Dvc: hooks: pylint: pre-commit failure

Created on 1 Jul 2020 · 19Comments · Source: iterative/dvc

.pre-commit-config.yaml states that the pylint hook is defined locally, yet .pre-commit-hooks.yaml fails to define it. As a result, attempting to commit will result in an error:

~/gits/dvc (master)$ git commit
black....................................................................Passed
seed isort known_third_party.............................................Passed
isort....................................................................Passed
flake8...................................................................Passed
pylint...................................................................Failed
- hook id: pylint
- exit code: 1

Executable `pylint` not found

beautysh.............................................(no files to check)Skipped
DVC pre-commit...........................................................Passed
- hook id: dvc-pre-commit
- duration: 0.5s

Data and pipelines are up to date.

Defining the hook's language as system and asking devs to manually run pip install .[tests] goes against fundamental principles of pre-commit hooks.
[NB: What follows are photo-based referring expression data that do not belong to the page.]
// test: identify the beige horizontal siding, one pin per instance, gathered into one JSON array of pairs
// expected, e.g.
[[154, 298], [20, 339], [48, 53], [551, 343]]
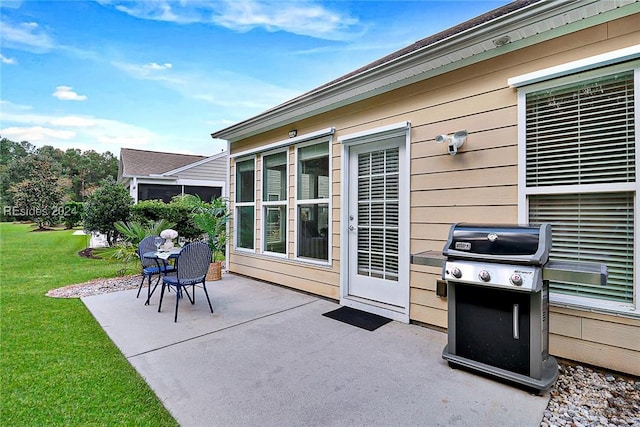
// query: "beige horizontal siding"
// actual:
[[477, 185]]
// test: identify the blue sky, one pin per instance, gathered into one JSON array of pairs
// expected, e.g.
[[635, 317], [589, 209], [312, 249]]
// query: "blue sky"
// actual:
[[162, 75]]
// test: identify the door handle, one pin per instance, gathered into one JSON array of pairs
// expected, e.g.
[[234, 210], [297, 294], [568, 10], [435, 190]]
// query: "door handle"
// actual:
[[516, 325]]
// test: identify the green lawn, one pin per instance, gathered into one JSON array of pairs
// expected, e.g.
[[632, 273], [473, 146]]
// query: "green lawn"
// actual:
[[57, 366]]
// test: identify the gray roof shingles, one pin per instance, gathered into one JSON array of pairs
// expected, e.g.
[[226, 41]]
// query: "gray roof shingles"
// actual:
[[144, 163]]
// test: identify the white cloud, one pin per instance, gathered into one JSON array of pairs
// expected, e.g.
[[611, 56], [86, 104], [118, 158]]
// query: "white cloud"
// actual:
[[7, 60], [307, 17], [65, 93], [70, 131], [26, 35], [159, 67], [36, 134]]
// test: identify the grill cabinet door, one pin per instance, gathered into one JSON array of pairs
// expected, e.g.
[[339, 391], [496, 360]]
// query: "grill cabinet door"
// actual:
[[486, 330]]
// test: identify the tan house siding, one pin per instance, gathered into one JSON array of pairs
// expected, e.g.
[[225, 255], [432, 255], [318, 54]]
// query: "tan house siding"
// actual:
[[480, 184]]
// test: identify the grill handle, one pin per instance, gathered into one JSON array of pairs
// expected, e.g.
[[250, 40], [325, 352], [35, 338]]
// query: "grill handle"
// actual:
[[516, 322]]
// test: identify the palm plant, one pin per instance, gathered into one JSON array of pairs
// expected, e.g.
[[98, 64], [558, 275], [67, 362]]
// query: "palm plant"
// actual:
[[133, 232], [212, 219]]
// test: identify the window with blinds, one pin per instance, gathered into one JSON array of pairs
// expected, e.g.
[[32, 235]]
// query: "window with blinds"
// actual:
[[582, 134], [245, 203], [274, 202], [591, 227], [313, 202], [578, 136]]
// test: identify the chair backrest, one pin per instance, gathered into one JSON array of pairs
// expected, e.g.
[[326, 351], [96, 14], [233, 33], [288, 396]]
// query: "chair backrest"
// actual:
[[193, 262], [147, 244]]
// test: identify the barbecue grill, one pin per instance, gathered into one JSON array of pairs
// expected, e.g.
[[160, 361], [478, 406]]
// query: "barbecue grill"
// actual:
[[497, 285]]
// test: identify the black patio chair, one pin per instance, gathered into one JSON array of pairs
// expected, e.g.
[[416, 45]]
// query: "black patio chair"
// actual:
[[150, 266], [190, 270]]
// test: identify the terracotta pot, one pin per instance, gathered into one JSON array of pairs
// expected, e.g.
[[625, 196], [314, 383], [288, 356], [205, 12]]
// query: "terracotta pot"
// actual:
[[214, 272]]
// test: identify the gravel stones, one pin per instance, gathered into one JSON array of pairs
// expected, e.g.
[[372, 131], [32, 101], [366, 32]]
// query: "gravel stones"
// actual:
[[97, 287], [586, 397]]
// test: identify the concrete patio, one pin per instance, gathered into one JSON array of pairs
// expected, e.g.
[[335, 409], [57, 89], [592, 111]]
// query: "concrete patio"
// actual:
[[268, 357]]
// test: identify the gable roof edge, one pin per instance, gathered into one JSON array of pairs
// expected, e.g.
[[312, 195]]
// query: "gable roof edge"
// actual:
[[442, 55]]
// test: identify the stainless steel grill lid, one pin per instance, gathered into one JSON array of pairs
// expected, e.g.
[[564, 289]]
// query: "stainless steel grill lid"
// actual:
[[529, 245]]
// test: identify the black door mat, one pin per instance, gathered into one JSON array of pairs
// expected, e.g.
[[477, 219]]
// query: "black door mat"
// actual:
[[358, 318]]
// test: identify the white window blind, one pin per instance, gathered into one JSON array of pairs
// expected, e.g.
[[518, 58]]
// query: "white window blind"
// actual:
[[378, 209], [591, 227], [578, 135], [582, 133]]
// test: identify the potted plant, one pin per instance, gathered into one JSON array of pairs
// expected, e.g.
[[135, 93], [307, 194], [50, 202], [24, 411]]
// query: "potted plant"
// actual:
[[212, 219]]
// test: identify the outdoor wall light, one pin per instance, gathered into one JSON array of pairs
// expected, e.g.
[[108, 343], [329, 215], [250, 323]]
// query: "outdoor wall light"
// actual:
[[453, 140]]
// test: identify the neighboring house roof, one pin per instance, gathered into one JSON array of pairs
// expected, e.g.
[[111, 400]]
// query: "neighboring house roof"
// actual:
[[514, 26], [146, 163]]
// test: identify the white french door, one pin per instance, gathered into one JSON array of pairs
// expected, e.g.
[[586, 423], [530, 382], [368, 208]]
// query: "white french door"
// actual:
[[375, 226]]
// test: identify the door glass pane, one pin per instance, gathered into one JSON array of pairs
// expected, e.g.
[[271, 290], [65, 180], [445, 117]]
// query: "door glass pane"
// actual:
[[245, 224], [275, 177], [245, 181], [276, 229], [313, 228], [313, 172], [378, 212]]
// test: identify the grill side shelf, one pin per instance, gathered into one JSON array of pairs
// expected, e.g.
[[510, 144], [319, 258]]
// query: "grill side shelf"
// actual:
[[576, 272], [429, 258]]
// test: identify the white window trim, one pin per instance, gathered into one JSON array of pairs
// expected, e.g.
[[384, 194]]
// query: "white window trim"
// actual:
[[236, 205], [585, 64], [264, 204], [558, 76], [297, 202]]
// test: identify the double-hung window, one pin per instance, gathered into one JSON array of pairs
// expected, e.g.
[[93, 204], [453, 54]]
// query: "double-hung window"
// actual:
[[245, 204], [312, 201], [275, 188], [579, 151]]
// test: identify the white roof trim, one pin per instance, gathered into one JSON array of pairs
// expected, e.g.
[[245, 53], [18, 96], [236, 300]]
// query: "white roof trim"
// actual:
[[608, 58], [194, 164], [285, 142]]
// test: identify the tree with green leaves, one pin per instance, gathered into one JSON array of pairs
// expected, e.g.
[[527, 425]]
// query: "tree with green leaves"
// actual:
[[109, 204], [40, 197]]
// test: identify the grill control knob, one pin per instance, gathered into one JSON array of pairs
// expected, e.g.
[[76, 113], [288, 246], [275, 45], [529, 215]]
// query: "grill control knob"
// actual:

None of the other hooks require this.

In any case pylint itself defines .pre-commit-hooks.yaml so we should just use theirs.

build discussion testing

Source

casperdcl

Most helpful comment

Ok, so looks like "do nothing" is the choice for now. Closing.

efiop on 15 Jul 2020

👍2

All 19 comments

@casperdcl, as pre-commit runs on an isolated environment, we'd need to disable a lot of configuration to do this way.
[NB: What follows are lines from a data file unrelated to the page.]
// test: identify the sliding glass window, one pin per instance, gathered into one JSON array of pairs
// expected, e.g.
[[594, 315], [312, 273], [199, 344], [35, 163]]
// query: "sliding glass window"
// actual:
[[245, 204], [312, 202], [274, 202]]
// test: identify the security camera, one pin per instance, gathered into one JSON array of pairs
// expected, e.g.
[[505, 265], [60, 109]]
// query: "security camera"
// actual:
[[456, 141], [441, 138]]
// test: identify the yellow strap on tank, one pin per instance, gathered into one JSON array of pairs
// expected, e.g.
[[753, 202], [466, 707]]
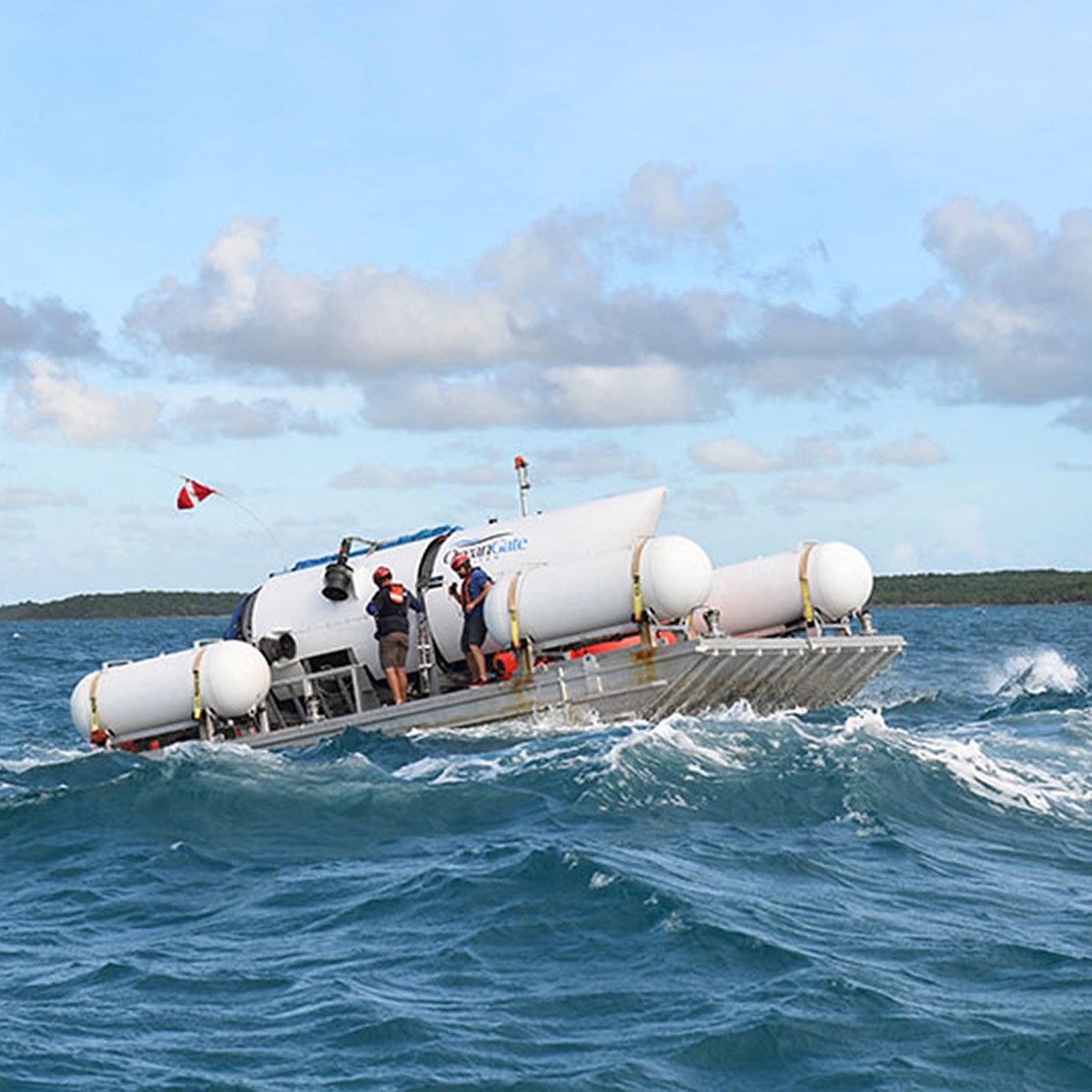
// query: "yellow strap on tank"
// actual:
[[197, 683], [94, 703], [513, 611], [805, 591], [636, 574]]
Also, contributors should already install from .[tests]. Without that, how'll they be running tests?

None of the other hooks require this.

dvc-pre-commit is already a local run, for which you do need to have activated virtualenv beforehand and installed all reqs.

Is it too difficult to pip install .[tests]? If it's that inconvenience, we could just pop it off from the pre-commit hooks.

See: https://github.com/pre-commit/pre-commit-hooks/issues/157

skshetry on 2 Jul 2020

setting correct configuration via the hook itself (e.g. commandline args) is the correct way
I'd strongly recommend against pip install .[tests] especially for DVC where there are many tests which won't even run locally due to lack of dependencies/credentials. pre-commit => quick local tests, CI => full tests. On the rare occasion where an outside contributor is developing a big new feature where it's a pain to constantly wait for the full CI tests, it's usually easiest (and probably required) to write a new test... and just run that test manually locally when debugging. Certainly not the whole test suite.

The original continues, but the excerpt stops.